Chapter 5. Toward a Catalog of Refactorings

Chapters 5 to 12 form an initial catalog of refactorings. They’ve grown from the notes I’ve made in refactoring over the last few years. This catalog is by no means comprehensive or watertight, but it should provide a solid starting point for your own refactoring work.

Format of the Refactorings

As I describe the refactorings in this and other chapters, I use a standard format. Each refactoring has five parts, as follows:

• I begin with a name. The name is important to building a vocabulary of refactorings. This is the name I use elsewhere in the book.

• I follow the name with a short summary of the situation in which you need the refactoring and a summary of what the refactoring does. This helps you find a refactoring more quickly.

• The motivation describes why the refactoring should be done and describes circumstances in which it shouldn’t be done.

• The mechanics are a concise, step-by-step description of how to carry out the refactoring.

• The examples show a simple use of the refactoring to illustrate how it works.

The summary includes a short statement of the problem that the refactoring helps you with, a short description of what you do, and a sketch that shows you a simple before and after example. Sometimes I use code for the sketch and sometimes Unified Modeling Language (UML), depending on which seems to best convey the essence of the refactoring. (All UML diagrams in this book are drawn from the implementation perspective [Fowler, UML].) If you’ve seen the refactoring before, the sketch should give you a good idea what the refactoring is about. If not you’ll probably need to work through the example to get a better idea.

The mechanics come from my own notes to remember how to do the refactoring when I haven’t done it for a while. As such they are somewhat terse, usually without explanations of why the steps are done that way. I give more expansive explanations in the example. This way the mechanics are short notes you can refer to easily when you know the refactoring but need to look up the steps (at least this is how I use them). You’ll probably need to read the example when you first do the refactoring.

I’ve written the mechanics in such a way that each step of each refactoring is as small as possible. I emphasize the safe way of doing the refactoring, which is to take small steps and test after every one. At work I usually take larger steps than some of the baby steps described, but if I run into a bug, I back out the step and take the smaller steps. The steps include a number of references to special cases. The steps thus also function as a checklist; I often forget these things myself.

The examples are of the laughably simple textbook kind. My aim with the example is to help explain the basic refactoring with minimal distractions, so I hope you’ll forgive the simplicity. (They are certainly not examples of good business object design.) I’m sure you’ll be able to apply them to your rather more complex situations. Some simple refactorings don’t have examples because I didn’t think an example would add much.

In particular, remember that the examples are included only to illustrate the one refactoring under discussion. In most cases, there are still problems with the code at the end, but fixing these problems requires other refactorings. In a few cases in which refactorings often go together, I carry examples from one refactoring to another. In most cases I leave the code as it is after the single refactoring. I do this to make each refactoring self-contained, because the primary role of the catalog is as a reference.

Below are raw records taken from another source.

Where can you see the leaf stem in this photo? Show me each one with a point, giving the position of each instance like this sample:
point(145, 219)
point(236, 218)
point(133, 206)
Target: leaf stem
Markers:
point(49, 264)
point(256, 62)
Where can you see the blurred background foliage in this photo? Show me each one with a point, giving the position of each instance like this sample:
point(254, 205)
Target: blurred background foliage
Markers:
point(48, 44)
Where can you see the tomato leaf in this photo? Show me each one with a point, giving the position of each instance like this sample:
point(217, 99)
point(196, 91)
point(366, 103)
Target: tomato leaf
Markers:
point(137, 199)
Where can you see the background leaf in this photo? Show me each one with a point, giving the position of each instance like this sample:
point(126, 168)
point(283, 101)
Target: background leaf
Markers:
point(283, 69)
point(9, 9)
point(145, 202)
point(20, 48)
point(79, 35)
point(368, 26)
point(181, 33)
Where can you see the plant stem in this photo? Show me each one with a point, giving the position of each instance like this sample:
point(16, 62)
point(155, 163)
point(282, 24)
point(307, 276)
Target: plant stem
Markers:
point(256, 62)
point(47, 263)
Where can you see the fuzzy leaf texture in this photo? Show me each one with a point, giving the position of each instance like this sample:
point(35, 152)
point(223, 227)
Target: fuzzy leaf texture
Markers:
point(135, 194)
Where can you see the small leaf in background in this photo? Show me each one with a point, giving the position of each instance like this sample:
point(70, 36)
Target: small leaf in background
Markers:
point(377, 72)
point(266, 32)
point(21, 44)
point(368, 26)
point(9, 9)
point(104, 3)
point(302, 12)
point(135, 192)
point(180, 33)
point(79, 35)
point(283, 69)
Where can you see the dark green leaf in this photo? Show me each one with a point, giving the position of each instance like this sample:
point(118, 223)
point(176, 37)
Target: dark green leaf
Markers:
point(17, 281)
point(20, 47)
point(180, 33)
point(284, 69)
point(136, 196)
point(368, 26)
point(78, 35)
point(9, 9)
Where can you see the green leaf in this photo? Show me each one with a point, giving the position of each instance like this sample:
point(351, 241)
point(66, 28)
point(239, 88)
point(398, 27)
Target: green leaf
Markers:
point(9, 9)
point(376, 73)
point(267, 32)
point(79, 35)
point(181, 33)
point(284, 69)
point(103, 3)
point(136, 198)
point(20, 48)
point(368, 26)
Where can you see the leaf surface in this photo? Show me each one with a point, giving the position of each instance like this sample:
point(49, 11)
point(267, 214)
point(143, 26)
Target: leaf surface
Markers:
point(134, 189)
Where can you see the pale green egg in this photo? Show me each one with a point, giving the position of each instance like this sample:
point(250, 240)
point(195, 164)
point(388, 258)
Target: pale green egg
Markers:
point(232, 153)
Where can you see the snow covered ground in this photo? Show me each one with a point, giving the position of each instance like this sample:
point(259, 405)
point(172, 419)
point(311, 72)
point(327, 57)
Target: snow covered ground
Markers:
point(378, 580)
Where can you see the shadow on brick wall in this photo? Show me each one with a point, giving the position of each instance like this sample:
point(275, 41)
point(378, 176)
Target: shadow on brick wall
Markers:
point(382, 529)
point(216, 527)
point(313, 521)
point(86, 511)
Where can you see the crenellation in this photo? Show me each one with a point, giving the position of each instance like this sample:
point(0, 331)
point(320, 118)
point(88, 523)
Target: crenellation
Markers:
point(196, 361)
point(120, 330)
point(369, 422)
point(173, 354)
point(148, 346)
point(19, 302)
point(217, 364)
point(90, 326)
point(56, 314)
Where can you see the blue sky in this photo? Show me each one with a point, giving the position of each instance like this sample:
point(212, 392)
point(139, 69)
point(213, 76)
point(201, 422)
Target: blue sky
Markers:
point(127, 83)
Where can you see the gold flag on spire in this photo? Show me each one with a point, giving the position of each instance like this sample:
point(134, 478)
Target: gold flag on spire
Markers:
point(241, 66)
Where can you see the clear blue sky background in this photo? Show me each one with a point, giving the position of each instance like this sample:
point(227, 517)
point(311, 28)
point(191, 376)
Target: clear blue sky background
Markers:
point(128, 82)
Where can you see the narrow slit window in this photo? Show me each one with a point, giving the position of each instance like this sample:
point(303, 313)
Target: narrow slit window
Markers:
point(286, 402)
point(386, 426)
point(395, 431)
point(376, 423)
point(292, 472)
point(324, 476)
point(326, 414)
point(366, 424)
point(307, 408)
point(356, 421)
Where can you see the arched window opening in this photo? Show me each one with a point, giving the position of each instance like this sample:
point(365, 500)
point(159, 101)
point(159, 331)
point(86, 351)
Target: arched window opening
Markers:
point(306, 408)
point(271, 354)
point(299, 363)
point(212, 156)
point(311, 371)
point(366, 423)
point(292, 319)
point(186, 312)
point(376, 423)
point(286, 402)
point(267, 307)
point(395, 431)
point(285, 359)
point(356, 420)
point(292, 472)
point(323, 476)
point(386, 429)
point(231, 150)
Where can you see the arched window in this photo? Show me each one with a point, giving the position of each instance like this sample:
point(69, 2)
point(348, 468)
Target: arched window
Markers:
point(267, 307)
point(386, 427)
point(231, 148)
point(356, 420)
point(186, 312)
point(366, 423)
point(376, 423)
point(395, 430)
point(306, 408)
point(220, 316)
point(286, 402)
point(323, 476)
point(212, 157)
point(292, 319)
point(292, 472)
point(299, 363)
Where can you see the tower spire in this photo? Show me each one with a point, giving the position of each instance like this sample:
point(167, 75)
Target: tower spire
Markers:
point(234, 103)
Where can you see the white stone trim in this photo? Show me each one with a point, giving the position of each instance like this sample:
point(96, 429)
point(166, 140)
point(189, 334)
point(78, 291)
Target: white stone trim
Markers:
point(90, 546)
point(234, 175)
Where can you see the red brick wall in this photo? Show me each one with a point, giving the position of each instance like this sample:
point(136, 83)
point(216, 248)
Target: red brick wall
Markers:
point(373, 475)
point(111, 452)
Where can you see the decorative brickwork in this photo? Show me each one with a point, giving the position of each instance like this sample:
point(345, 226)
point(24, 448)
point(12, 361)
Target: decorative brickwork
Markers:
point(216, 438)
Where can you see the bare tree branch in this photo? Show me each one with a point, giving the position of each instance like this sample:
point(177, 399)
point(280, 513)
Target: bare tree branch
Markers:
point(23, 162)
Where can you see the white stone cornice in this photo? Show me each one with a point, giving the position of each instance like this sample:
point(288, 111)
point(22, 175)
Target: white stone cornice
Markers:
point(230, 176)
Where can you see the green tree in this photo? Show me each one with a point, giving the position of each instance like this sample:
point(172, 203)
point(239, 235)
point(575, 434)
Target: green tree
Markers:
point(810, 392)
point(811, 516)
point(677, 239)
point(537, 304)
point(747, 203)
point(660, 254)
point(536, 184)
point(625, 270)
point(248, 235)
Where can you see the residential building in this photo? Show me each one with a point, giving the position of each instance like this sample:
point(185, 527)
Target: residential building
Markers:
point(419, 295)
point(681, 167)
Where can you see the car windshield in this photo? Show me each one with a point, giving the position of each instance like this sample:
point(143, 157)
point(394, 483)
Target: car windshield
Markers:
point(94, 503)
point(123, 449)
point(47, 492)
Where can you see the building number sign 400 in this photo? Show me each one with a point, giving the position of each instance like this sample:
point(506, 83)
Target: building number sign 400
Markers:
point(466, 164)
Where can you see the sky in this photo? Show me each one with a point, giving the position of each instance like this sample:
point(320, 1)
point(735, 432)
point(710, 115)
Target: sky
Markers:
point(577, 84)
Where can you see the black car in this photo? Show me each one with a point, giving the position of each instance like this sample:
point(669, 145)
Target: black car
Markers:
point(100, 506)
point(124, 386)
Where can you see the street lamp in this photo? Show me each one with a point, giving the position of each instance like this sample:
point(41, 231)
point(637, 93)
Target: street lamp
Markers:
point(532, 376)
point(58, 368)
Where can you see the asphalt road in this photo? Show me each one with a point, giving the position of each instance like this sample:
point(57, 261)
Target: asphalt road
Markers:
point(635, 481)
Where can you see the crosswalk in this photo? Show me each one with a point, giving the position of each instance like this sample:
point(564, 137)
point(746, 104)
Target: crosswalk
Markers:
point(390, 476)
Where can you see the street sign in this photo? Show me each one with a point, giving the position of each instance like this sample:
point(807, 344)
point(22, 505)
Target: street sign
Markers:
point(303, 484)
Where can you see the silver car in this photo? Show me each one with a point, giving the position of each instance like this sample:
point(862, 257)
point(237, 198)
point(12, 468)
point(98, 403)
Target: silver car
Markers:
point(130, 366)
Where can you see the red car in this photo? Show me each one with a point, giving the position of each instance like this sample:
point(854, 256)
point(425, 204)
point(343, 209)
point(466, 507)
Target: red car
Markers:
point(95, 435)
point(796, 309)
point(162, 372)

Don’t take any of these examples as suggestions for how to design employee or order objects. These examples are there only to illustrate the refactorings, nothing more.

I use boldface code to highlight changed code where it is buried among code that has not been changed and may be difficult to spot. I do not use boldface type for all changed code, because too much defeats the purpose.

Finding References

Many of the refactorings call for you to find all references to a method, an instance variable, or a class. When you do this, enlist the computer to help you. By using the computer you reduce your chances of missing a reference and can usually do the search much more quickly than you would if you were simply to eyeball the code.

Most languages treat computer programs as text files. Your best help here is a suitable text search. Many programming environments allow you to text search a single file or a group of files. The access control of the feature you are looking for will tell you the range of files you need to look for.

Don’t just search and replace blindly. Inspect each reference to ensure it really refers to the thing you are replacing. You can be clever with your search pattern, but I always check mentally to ensure I am making the right replacement. If you can use the same method name on different classes or methods of different signatures on the same class, there are too many chances you will get it wrong.